3.3. La Baroquisation

Nous désignons par ce néologisme de baroquisation, le processus de modification d'une mélodie à l'époque baroque, du fait du compositeur, du collecteur (si la mélodie est empruntée) et de l'interprète. Baroquisée, la mélodie simple devient complexe, le rustique se fait champêtre.

3.3.1. Une première technique de baroquisation : l'agrémentation.
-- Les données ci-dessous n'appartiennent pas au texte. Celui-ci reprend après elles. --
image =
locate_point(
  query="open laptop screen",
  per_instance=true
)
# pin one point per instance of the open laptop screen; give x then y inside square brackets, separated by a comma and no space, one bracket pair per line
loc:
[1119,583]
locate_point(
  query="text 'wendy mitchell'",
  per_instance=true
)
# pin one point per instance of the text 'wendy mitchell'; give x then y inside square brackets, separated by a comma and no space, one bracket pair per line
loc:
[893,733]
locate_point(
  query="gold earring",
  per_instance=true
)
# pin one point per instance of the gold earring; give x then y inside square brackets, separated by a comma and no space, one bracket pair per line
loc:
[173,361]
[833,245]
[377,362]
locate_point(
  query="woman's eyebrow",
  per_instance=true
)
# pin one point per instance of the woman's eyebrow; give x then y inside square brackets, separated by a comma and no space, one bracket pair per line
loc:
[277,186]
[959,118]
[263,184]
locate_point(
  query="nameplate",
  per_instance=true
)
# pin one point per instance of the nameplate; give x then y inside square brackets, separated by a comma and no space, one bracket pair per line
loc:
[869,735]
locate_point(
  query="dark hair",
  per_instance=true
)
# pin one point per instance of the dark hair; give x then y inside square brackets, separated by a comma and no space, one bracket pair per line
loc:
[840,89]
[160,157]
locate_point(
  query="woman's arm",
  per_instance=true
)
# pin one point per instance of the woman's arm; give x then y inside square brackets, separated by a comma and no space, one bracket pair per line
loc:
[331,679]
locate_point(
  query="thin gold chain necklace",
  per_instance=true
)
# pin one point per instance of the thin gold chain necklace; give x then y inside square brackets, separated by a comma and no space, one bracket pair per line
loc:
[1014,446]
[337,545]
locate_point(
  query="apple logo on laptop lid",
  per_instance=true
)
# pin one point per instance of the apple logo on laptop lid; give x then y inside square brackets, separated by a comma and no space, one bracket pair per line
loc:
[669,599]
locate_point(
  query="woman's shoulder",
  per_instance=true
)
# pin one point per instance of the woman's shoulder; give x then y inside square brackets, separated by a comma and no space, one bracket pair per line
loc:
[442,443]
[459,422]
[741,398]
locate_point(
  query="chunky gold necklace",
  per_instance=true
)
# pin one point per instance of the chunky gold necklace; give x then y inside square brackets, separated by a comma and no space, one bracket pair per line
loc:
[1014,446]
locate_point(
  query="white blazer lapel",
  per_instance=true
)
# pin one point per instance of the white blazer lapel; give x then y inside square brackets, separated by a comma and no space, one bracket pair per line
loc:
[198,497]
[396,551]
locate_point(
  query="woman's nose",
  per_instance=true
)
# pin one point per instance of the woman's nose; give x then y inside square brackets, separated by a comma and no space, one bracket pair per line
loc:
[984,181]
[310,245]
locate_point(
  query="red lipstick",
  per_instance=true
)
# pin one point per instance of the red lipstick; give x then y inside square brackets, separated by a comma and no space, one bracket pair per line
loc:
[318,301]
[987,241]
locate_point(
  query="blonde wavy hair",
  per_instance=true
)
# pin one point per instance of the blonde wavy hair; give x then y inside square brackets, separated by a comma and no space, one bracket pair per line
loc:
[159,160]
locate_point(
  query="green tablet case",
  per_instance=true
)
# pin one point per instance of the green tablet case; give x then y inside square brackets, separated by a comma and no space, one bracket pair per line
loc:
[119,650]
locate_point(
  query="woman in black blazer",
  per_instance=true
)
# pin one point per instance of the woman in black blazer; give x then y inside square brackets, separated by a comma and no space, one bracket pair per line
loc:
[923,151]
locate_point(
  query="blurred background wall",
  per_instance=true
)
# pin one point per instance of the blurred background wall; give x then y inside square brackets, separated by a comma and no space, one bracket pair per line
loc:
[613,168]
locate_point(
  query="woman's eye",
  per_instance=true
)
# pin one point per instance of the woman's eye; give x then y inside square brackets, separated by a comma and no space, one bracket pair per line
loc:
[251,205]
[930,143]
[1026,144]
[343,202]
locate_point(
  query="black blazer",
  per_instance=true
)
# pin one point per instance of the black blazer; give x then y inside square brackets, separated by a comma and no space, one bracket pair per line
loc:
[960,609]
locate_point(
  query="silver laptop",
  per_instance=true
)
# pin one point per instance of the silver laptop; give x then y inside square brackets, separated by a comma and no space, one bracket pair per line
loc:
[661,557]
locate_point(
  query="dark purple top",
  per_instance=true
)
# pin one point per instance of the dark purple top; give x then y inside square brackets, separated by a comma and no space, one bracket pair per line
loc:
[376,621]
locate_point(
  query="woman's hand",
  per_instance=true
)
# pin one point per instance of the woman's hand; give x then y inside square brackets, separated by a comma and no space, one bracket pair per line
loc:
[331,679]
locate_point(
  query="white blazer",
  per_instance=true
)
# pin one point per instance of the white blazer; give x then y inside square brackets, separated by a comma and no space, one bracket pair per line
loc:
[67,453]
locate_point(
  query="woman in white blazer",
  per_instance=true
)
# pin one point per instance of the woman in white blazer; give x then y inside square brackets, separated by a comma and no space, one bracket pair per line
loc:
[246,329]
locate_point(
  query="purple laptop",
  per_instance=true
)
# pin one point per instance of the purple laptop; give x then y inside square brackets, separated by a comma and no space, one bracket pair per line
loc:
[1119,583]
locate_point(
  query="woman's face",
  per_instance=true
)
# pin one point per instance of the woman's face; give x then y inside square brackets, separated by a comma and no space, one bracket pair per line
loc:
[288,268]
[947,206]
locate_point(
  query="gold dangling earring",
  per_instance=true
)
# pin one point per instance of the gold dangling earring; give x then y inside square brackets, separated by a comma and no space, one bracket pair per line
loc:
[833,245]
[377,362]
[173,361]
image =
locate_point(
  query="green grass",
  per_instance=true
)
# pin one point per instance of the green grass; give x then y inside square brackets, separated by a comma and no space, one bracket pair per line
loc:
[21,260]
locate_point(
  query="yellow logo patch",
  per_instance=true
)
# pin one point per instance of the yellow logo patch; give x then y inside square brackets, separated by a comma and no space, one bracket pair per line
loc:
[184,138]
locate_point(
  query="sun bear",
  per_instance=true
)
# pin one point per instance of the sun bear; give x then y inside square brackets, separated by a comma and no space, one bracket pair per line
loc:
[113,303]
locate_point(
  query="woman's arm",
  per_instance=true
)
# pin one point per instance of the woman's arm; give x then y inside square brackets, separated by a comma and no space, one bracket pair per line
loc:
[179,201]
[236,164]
Les agréments 1 ,ne doivent pas être compris comme des broderies surajoutées habillant une mélodie ; ils pénètrent la mélodie et en modifient le caractère. Techniquement, ils apparaissent comme de « petites notes » développant la note écrite sur la partition et sont fort nombreux et variés. Nous dirons que, de notre point de vue, l’agrémentation est l’outil le plus important mis à disposition du compositeur et de l’interprète souhaitant baroquiser une mélodie, du moins quand il s’agit de transformer le rustique en champêtre.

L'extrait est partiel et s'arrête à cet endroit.